Syllabus: Issues relating to development and management of Social Sector/Services relating to Health, Education, Human Resources.
Context
- India has released the National Action Plan on Antimicrobial Resistance (NAP-AMR 2.0) for 2025-29.
- AMR affects human health, veterinary practices, aquaculture, agriculture, waste systems, and the entire food chain.
- Antibiotic residues and resistant organisms link sectors through soil, water, livestock, markets and food systems, making AMR a One Health challenge.
Evolution from the First Action Plan
- The 2017 NAP-AMR built national awareness, expanded surveillance, strengthened laboratories and promoted stewardship.
- It introduced a One Health framework connecting human, animal and environmental sectors.
- Implementation gaps emerged at the State level, with only seven States preparing formal plans and few achieving meaningful execution.
- Key determinants of AMR lie under State jurisdiction, including health services, pharmacy regulation, veterinary oversight, agricultural use and waste governance.
Advances in NAP-AMR 2.0
- The new plan provides clearer timelines, defined responsibilities and focused resource planning.
- It highlights private-sector participation, acknowledging its major role in healthcare and veterinary services.
- Greater emphasis is placed on innovation, including rapid diagnostics, alternatives to antibiotics and environmental monitoring.
- Surveillance becomes more integrated across human, veterinary, agricultural and environmental sectors.
- Governance is strengthened through NITI Aayog’s Coordination and Monitoring Committee and mandatory creation of State AMR Cells supported by a national dashboard.
Persistent Gaps
- The plan lacks mechanisms to ensure State compliance.
- There is no Centre-State AMR platform, no joint reviews, no statutory requirements and no financial pathways tied to performance.

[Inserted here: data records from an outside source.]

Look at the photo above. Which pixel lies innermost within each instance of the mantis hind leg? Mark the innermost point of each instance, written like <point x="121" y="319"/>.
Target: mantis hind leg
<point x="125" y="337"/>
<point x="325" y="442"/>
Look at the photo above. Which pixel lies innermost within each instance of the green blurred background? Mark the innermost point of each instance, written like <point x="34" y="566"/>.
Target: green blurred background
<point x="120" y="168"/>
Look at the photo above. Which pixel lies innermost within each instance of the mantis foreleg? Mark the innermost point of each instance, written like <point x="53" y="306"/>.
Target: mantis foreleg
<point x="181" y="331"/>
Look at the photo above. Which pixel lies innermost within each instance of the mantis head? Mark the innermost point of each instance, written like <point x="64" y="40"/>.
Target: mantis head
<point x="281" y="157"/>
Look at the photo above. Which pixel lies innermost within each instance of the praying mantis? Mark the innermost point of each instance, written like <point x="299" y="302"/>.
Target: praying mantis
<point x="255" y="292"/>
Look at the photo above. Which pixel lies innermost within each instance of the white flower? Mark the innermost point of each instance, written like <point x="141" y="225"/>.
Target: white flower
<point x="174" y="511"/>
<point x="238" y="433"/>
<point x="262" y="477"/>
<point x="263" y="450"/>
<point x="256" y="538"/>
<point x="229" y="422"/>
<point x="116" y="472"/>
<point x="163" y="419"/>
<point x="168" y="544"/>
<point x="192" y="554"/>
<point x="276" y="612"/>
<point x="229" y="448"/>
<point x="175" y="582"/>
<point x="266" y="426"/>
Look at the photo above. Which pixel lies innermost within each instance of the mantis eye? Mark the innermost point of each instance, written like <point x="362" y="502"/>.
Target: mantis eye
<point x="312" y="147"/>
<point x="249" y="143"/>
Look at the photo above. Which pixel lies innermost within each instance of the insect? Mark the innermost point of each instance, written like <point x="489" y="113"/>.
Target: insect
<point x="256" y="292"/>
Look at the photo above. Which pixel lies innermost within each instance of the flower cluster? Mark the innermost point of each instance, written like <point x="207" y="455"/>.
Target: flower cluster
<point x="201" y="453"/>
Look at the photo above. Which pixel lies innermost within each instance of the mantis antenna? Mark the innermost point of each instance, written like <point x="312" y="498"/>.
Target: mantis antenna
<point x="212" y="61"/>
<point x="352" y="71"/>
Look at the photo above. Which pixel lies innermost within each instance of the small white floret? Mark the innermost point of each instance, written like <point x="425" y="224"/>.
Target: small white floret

- Without structured accountability, the plan risks remaining a technical document rather than an operational programme.
Need for Coordinated Centre-State Architecture
- A national-State AMR council, chaired by the Union Health Minister, can enable joint review and decision-making.
- States must be formally requested to prepare and notify AMR plans with annual assessments.
- Conditional NHM grants can strengthen surveillance, stewardship and laboratory systems.
- Stronger coordination is essential because AMR arises from real-world practices across the entire One Health continuum.
Conclusion
- NAP-AMR 2.0 offers a strong strategic foundation, but success depends on effective Centre-State partnership.
- With coordinated governance and sustained State engagement, India can make measurable progress and emerge as an international leader in AMR control.